Un cas d’école, dans le champ de la bande dessinée, fut celui de la bande dessinée underground américaine à la fin des années soixante. Né de la contre-culture et proche du mouvement hippie, ce mouvement encourageait l’expression personnelle, prônait l’affranchissement par rapport à tous les tabous de la société américaine et choqua les bien-pensants en faisant l’apologie de la drogue et de l’amour libre. Or, les dessinateurs underground, Robert Crumb en tête – qui ne fit jamais mystère de sa misogynie – ne tardèrent pas à être virulemment attaqués par les féministes parce que, tout rebelles qu’ils étaient, ils perpétuaient les clichés sexistes les plus traditionnels. Sur ce point, la contre-culture ne valait pas mieux que la culture établie. Surgirent alors des publications underground de femmes, telles Wimmen’s Comix (1972-1992) ou Tits & Clits (1972-1987), à travers lesquelles une génération de dessinatrices pionnières cherchèrent à faire entendre leur propre voix. Même si toutes ne se revendiquaient pas du féminisme, elles avaient au moins en commun de vouloir s’assumer comme sujets.

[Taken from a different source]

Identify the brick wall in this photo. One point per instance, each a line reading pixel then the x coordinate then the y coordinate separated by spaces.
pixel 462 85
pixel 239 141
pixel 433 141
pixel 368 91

En dépit de tous les espoirs placés depuis des années dans un rééquilibrage entre les deux sexes, la plus grande enquête conduite à ce jour sur le sujet a montré en 2012 que la bande dessinée est encore une pratique de lecture plus masculine que féminine. « La proportion de femmes n’en ayant jamais lu est plus de deux fois supérieure à celle des hommes (32 % contre 14 %) » et, « même lorsqu’elles sont lectrices, [les femmes] en lisent en moyenne moins que les hommes [et] déclarent un rythme de lecture plus irrégulier » (Evans et Gaudet, 2012 : 4). Mais la profession d’auteur de bande dessinée, elle, en revanche, se féminise nettement depuis le début des années 2000, même si les femmes ne comptent encore que pour un peu moins de 15 % de l’ensemble des professionnels. Et des segments de la production parmi les plus populaires, comme les mangas des catégories shôjo (pour jeunes filles) et josei (pour femmes adultes) ou, plus récemment, la bande dessinée dite « girly », ciblent à nouveau un public de lectrices. L’impact de ce phénomène sur la représentation des femmes demande à être examiné de plus près.
Force est de constater que les évolutions récentes de la bande dessinée, en termes de genre (gender) et de genres (littéraires) n’ont pas mis un terme à la stéréotypie dénoncée plus haut. Comme l’a noté Peeters, celle-ci se marque à la fois dans les rôles que l’imaginaire de la bande dessinée réserve aux femmes et dans les codes de la représentation. Aujourd’hui encore, la femme continue d’être, dans un trop grand nombre de productions dessinées, traitée en objet.
Il faut considérer à part les personnages féminins situés aux deux extrémités du spectre des âges. Pour quelques gamines qui sont des pestes (ainsi Lucy dans les Peanuts de Schulz), on compte davantage de petites filles touchantes, espiègles, ou faisant montre de répartie et de caractère, au bon sens du terme (de l’Espiègle Lili à Lou en passant par Mafalda). Dans ce registre, la bande dessinée nord-américaine tend même à se montrer gentiment féministe. Sans même parler d’une icône comme la Little Orphan Annie (1924) de Harold Gray, dont la résilience en fait pratiquement une super-héroïne, la Nancy d’Ernie Bushmiller domine son petit camarade Sluggo sur tous les plans (intelligence, astuce, culture, plan économique), et c’est même elle qui le défend contre un petit dur quand il est racketté. Little Lulu bat également à plate couture son ami Tubby.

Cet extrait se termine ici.